A government inspector general on Wednesday sounded the alarm about problems with the now-shuttered U.S. Agency for International Development (USAID) and underscored how “non-government organizations” receive billions of dollars from the United States in corruption-prone regions with limited accountability.
The Special Inspector General for Afghanistan Reconstruction said in a new report that “since the Taliban takeover of Afghanistan in August 2021, the U.S. government has spent billions of U.S. taxpayer funds on projects intended to provide for Afghans’ basic needs.”
The report said the State Department and USAID have turned to Public International Organizations, its term for NGOs, “as the primary means of delivering this aid,” but “have been inconsistent in their efforts to formally require PIOs to agree to U.S. government oversight on how funding is spent and whether projects are delivering intended results” rather than being “diverted to the Taliban.”
For example, the USAID Mission to Afghanistan’s standard contract with NGOs did not require them to permit American officials to visit to see what they were actually doing.

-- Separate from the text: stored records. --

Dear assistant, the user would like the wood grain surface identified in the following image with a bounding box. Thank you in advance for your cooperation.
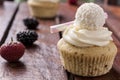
[0,1,18,45]
[0,3,67,80]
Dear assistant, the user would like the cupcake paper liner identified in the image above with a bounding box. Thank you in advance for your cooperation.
[58,39,117,77]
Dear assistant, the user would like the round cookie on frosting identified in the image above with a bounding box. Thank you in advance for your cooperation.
[28,0,59,18]
[57,3,117,77]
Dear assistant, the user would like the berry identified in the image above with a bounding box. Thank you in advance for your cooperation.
[23,18,39,29]
[0,42,25,62]
[17,30,38,46]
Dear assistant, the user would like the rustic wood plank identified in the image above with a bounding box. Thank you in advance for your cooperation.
[0,3,67,80]
[0,1,18,45]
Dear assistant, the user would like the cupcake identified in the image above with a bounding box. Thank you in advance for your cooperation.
[28,0,59,18]
[57,3,117,77]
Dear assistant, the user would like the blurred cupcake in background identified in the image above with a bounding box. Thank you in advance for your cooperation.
[0,0,4,5]
[28,0,59,18]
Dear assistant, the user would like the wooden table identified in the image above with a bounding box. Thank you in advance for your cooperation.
[0,2,120,80]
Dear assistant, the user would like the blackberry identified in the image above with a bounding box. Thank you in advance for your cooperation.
[17,30,38,46]
[23,18,39,29]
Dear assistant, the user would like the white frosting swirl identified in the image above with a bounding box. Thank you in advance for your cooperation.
[63,26,112,47]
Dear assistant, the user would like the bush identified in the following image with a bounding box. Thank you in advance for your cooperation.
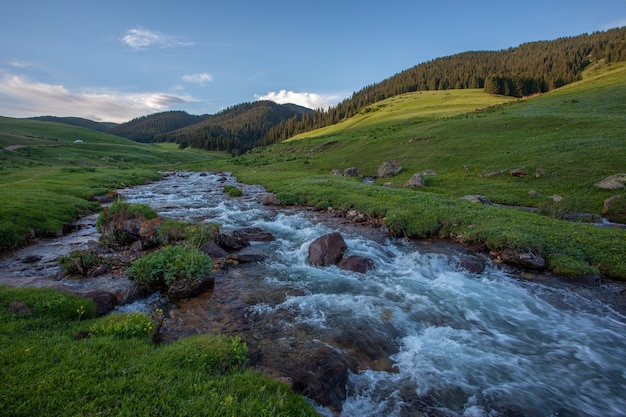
[126,246,213,288]
[96,198,159,233]
[158,219,220,248]
[57,251,102,276]
[89,313,154,339]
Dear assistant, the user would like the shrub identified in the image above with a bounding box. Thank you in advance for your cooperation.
[57,251,102,276]
[126,246,213,288]
[96,198,159,233]
[89,313,154,339]
[224,185,243,197]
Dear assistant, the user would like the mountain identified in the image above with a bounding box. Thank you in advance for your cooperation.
[30,116,117,132]
[154,101,313,155]
[265,27,626,143]
[108,111,208,142]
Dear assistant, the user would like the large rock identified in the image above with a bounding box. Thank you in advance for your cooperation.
[378,161,404,178]
[595,174,626,190]
[233,227,276,242]
[309,232,348,266]
[338,255,374,273]
[404,173,426,188]
[166,276,215,300]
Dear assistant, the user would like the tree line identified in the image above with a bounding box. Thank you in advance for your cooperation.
[261,27,626,144]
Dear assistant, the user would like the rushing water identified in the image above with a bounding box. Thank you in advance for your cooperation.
[113,173,626,417]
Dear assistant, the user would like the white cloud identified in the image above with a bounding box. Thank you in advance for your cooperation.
[122,27,193,49]
[0,72,189,123]
[255,90,341,109]
[183,72,213,85]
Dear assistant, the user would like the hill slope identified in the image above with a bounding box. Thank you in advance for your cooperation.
[210,63,626,279]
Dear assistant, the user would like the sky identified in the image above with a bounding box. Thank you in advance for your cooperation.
[0,0,626,123]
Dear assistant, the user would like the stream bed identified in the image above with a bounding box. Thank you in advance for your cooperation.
[0,173,626,417]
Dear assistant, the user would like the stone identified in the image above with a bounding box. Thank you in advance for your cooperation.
[9,301,33,317]
[404,173,426,188]
[595,174,626,190]
[378,161,404,178]
[461,255,486,274]
[308,232,348,266]
[200,242,228,258]
[233,227,276,242]
[165,276,215,300]
[261,194,281,206]
[499,249,546,270]
[337,255,374,274]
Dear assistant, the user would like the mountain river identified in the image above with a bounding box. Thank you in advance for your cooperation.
[1,173,626,417]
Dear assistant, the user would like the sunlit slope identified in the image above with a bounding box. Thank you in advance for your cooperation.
[290,89,515,140]
[0,117,222,250]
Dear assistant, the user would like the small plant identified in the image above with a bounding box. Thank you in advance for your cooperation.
[224,185,243,197]
[126,246,213,288]
[58,251,102,276]
[89,313,154,339]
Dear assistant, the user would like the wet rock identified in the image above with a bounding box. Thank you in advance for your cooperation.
[22,255,43,264]
[461,256,486,274]
[338,255,374,273]
[404,173,426,188]
[309,232,348,266]
[261,194,280,206]
[226,253,266,264]
[9,301,33,317]
[80,290,117,316]
[233,227,276,242]
[139,217,163,248]
[498,249,546,270]
[166,276,215,300]
[217,233,250,250]
[595,174,626,190]
[200,242,228,258]
[377,161,404,178]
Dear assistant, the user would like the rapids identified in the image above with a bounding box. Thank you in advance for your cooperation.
[1,173,626,417]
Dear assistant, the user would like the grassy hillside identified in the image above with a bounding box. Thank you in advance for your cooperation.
[204,64,626,279]
[0,117,224,250]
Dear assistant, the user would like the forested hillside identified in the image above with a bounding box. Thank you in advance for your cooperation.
[108,111,208,142]
[109,27,626,155]
[264,27,626,144]
[154,101,313,155]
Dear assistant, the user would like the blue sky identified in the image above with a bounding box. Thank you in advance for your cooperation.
[0,0,626,123]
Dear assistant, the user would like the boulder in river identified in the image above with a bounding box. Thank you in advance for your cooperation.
[338,255,374,273]
[309,232,348,266]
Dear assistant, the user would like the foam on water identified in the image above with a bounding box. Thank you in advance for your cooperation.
[118,174,626,417]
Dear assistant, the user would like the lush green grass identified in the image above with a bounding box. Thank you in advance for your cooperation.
[201,64,626,279]
[0,117,224,250]
[0,286,317,417]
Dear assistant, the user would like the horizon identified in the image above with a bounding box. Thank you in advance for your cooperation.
[0,0,626,123]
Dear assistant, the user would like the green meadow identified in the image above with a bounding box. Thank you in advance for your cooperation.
[207,64,626,279]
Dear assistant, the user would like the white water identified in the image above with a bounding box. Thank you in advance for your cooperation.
[122,174,626,417]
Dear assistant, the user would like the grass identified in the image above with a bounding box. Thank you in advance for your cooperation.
[0,117,224,251]
[201,64,626,280]
[0,286,317,417]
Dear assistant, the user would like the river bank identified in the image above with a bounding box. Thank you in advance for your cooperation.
[0,173,626,416]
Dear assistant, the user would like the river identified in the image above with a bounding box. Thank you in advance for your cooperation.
[1,173,626,417]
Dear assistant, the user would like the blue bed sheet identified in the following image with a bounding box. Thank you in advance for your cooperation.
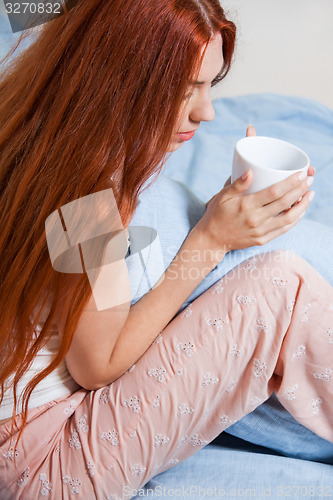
[128,94,333,498]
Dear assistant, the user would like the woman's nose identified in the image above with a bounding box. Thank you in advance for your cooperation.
[190,96,215,122]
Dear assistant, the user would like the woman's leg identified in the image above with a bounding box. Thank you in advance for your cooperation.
[0,251,333,500]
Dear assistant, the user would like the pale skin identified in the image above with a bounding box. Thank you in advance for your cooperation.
[0,35,315,423]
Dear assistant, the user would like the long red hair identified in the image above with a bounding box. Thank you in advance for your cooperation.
[0,0,235,430]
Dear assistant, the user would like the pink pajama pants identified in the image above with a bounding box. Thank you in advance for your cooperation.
[0,251,333,500]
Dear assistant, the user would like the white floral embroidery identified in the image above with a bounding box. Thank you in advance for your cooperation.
[211,279,223,294]
[180,304,193,318]
[313,368,333,382]
[190,434,208,446]
[153,394,160,408]
[153,333,163,344]
[101,429,119,446]
[176,341,194,358]
[310,398,323,415]
[177,434,188,448]
[207,318,225,330]
[287,299,296,314]
[62,475,82,495]
[219,415,236,429]
[226,378,238,392]
[76,415,89,432]
[177,403,194,417]
[292,345,306,359]
[17,467,30,488]
[230,344,241,358]
[237,295,257,304]
[39,474,52,497]
[87,462,95,477]
[202,372,219,387]
[285,384,298,400]
[167,458,179,465]
[63,399,77,416]
[272,278,288,286]
[325,328,333,344]
[98,387,110,405]
[123,396,141,413]
[3,446,20,461]
[301,304,311,323]
[68,430,81,450]
[253,358,267,377]
[257,318,271,333]
[147,367,166,384]
[250,396,263,407]
[131,464,147,476]
[243,258,257,271]
[154,434,170,446]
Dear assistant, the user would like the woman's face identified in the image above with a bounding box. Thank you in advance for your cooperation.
[169,34,223,152]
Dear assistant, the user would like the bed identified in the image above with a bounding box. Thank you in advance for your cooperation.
[128,93,333,498]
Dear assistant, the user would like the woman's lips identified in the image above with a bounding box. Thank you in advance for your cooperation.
[177,130,195,141]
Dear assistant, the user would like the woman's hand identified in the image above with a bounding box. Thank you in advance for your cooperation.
[222,125,316,188]
[196,123,314,252]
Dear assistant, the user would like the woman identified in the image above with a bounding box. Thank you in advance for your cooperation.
[0,0,333,499]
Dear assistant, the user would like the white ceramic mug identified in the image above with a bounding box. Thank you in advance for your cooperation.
[231,136,310,194]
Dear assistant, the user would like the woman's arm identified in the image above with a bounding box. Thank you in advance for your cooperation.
[60,164,310,390]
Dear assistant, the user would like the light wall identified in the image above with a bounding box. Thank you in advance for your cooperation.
[213,0,333,109]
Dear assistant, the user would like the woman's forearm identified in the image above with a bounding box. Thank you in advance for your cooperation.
[110,229,225,380]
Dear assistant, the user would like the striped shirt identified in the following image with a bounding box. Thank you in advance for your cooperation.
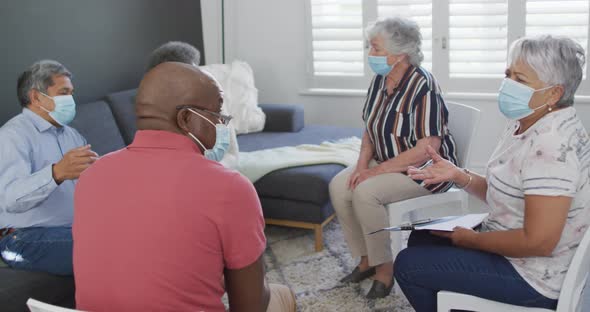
[363,66,457,193]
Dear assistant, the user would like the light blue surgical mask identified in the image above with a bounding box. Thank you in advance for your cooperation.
[40,92,76,126]
[498,78,553,120]
[188,108,230,161]
[368,55,401,76]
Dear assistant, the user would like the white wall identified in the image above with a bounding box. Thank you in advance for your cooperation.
[219,0,590,171]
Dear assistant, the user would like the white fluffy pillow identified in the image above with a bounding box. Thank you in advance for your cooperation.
[200,61,266,134]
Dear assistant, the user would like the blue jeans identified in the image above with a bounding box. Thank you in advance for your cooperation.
[0,227,73,275]
[394,231,557,312]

USAID had a contract with a third-party monitoring group whose visits it could have used as the next-best thing to American eyes on the ground, but it seemingly paid that group without actually having it do any visits, the inspector general’s report said.
USAID seemed to simply trust the groups receiving the money, which were often partnerships with foreign governments. That didn’t always go well.
For example, USAID funded the United Nations Children’s Fund (UNICEF) for a “water, sanitation, and hygiene project in Afghanistan” in 2024. It never bothered to visit. The inspector general did, and “found numerous issues that UNICEF did not report to USAID. Had USAID conducted site visits, it could have identified these deficiencies and asked UNICEF to address them.”
Likewise, State Department units in highly sensitive areas, such as the Bureau of Political-Military Affairs/ Office of Weapons Removal and Abatement, paid for programs whose operators wouldn’t even let their benefactors check on them.
The weapons removal office did not make site visits part of its contracts, and some beneficiaries, including the UN Mine Action Service, “refused site visits.” Those visits would have been helpful because it turned out that the groups weren’t always forthcoming. The UN Mine group at one point “suspended activities due to Taliban officials attempting to renegotiate the PIO’s operating agreements,” but didn’t tell the State Department until months later.
Only one out of five State Department bureaus reviewed by the inspector general included language in its standard contract saying “the recipient agrees to allow access for site visits by USAID and/or its agents as necessary.”
The State Department also does not require PIOs to report instances of “diversion,” which means “instances of waste, fraud, abuse, corruption, coercion, aid diversion, and interference” by groups like the Taliban.
USAID is supposed to require its contractors to report such misconduct, but “USAID/AFG included an optional diversion reporting clause in only some of its project contributions.”
“Without diversion reporting, USAID and State will not know the true extent to which the Taliban is interfering with and benefiting from U.S. funded activities,” the inspector general said.
State’s Bureau of International Narcotics and Law Enforcement Affairs and the weapons removal office “do not include a reporting diversion clause in their agreement templates,” meaning “the bureaus may not be receiving timely reporting on incidents of diversion or interference” despite the obvious potential for fraud or deadly interference by terror-supporting groups.
Some instances of that are known. For example, in 2024 the Taliban asked State Department beneficiaries to make a list of people who were receiving benefits, and to let the Taliban be involved in selecting who would benefit. The Taliban also forced the NGO to suspend “mental health and psychosocial support activities, as well as suspension of a female youth center.”
State’s narcotics office (INL) may have also had a casual attitude towards aid diversion and transparency.
“When we asked INL for information about aid diversion in May 2023 and February 2024, it claimed to have no information. However, in September 2024, INL provided us with an October 2023 report from the Colombo Plan that outlined eight instances of Taliban interference,” it said. “The bureau learned about these instances through meetings in December 2022 and January 2023. INL did not explain why it did not share this information when we asked.”
The inspector general said the Secretary of State should require all agreements to allow site visits, and develop a standard process for beneficiaries to report fraud or misconduct.
“Monitoring projects through periodic site visits (including by third party monitors) is an essential management tool to help ensure that U.S. taxpayer money is not being wasted on projects that are not meeting their intended goals or that are undermined by interference by the Taliban,” it said.
Secretary of State Marco Rubio said this week that most of USAID has been abolished, and its remaining programs will be moved to State. That decision came following concern that its grants and contracts often amounted to slush funds for nefarious international actors.